HealthSouth Corp., a Birmingham, Ala., operator of rehabilitation hospitals, is the largest company to complete the post-acute survey again this year, with nearly $4.4 billion in revenue. "We could easily open 100 facilities this year across all 50 states and product lines," says Chairman and Chief Executive Officer Richard Scrushy of the provider's swift growth. Although HealthSouth has divested several underperforming rehabilitation hospitals, the company remained the survey's leader in outpatient facilities with 1,763 in 2001. The company, which added 59 new locations in 2001, reported net income of $326 million, or 82 cents per share, during 2001, compared with net income of $278 million, or 71 cents per share, in the previous year. Revenue rose 4.4% to $4.4 billion.
Scrushy says the stock's upward performance in the recent quarter to about $15 per share anticipates positive results from Medicare's new prospective payment system for rehabilitation hospitals, under which the company began operating Jan. 1. The PPS replaces the previous cost-based payment system used to reimburse rehabilitation providers. Scrushy says HealthSouth stands to benefit from the PPS because the company's costs remain lower than average.
Although industry leaders and advocates report Medicare's new home health PPS brought relief to the sector through predictable reimbursement rates, they argue that a 15% Medicare cut specifically aimed at home health and scheduled to take effect Oct. 1 will cause long-term problems. The Balanced Budget Act of 1997 mandated $16.2 billion in federal savings over five years, but home-care advocates say the original goal more than doubled from fiscal 1998 to 2000, growing to $35.8 billion in savings for the government.
"The PPS is a fair methodology for reimbursement and it has helped to stabilize the industry again," says Kim Herman, spokeswoman for Melville, N.Y.-based Gentiva Health Services, the largest home health provider in the industry. "But if the 15% cut is not repealed, it will be another devastating move for the industry."
James Pyles, counsel for the American Association for Homecare, Alexandria, Va., says another round of bankruptcies will be inevitable after the October cuts.
"No question about it, there's going to be many more closures," he says. "MedPAC (the Medicare Payment Advisory Commission, which makes recommendations to Congress on Medicare issues) had it right when they said in the latest recommendations to Congress that this benefit (home healthcare) really needs some stability.

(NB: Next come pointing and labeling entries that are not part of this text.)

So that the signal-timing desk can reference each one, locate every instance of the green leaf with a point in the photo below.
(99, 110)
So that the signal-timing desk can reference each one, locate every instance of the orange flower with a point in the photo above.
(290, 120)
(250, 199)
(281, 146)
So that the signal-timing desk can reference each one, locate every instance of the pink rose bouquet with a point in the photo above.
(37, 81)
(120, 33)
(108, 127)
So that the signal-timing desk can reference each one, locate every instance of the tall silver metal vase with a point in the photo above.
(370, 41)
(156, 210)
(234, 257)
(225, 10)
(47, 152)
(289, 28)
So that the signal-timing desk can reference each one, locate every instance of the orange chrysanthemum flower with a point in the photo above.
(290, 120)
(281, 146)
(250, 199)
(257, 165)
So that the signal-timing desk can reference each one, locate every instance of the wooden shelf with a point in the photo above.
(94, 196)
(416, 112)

We need to have some time to let the PPS work, collect good cost data and then make valid adjustments. To make further cuts in this benefit blindly, without having good data, is just irresponsible health policy."
Home health survey respondents operated 11.5% more agencies in 2001, or 922 compared with 827 in 2000. Gentiva repeats its place as the largest home health provider operating 400 branches across 46 states, up nearly 25% from 321 branches in 2000. The company earned $21 million, compared with a net loss of $104 million in the previous year. Excluding special charges, the company posted a $2.8 million profit in 2000. Revenue remained roughly the same at $1.4 billion.
Meanwhile, it was a weed-out year for the assisted-living sector. Seven of the 10 companies that answered the 2000 survey supplied net income for the year and reported earnings totaling a combined $11.6 million. Two of the four assisted-living companies that released their net income numbers for this year's survey reported a combined net income of $53.4 million, a 300% surge compared with 2000 numbers. McLean, Va.-based Sunrise Assisted Living was again the leader with 186 facilities in 2001, compared with 164 facilities in 2000. The company's net income almost doubled to $47.2 million from $24.3 million in the previous year. Revenue rose 24% to $428 million.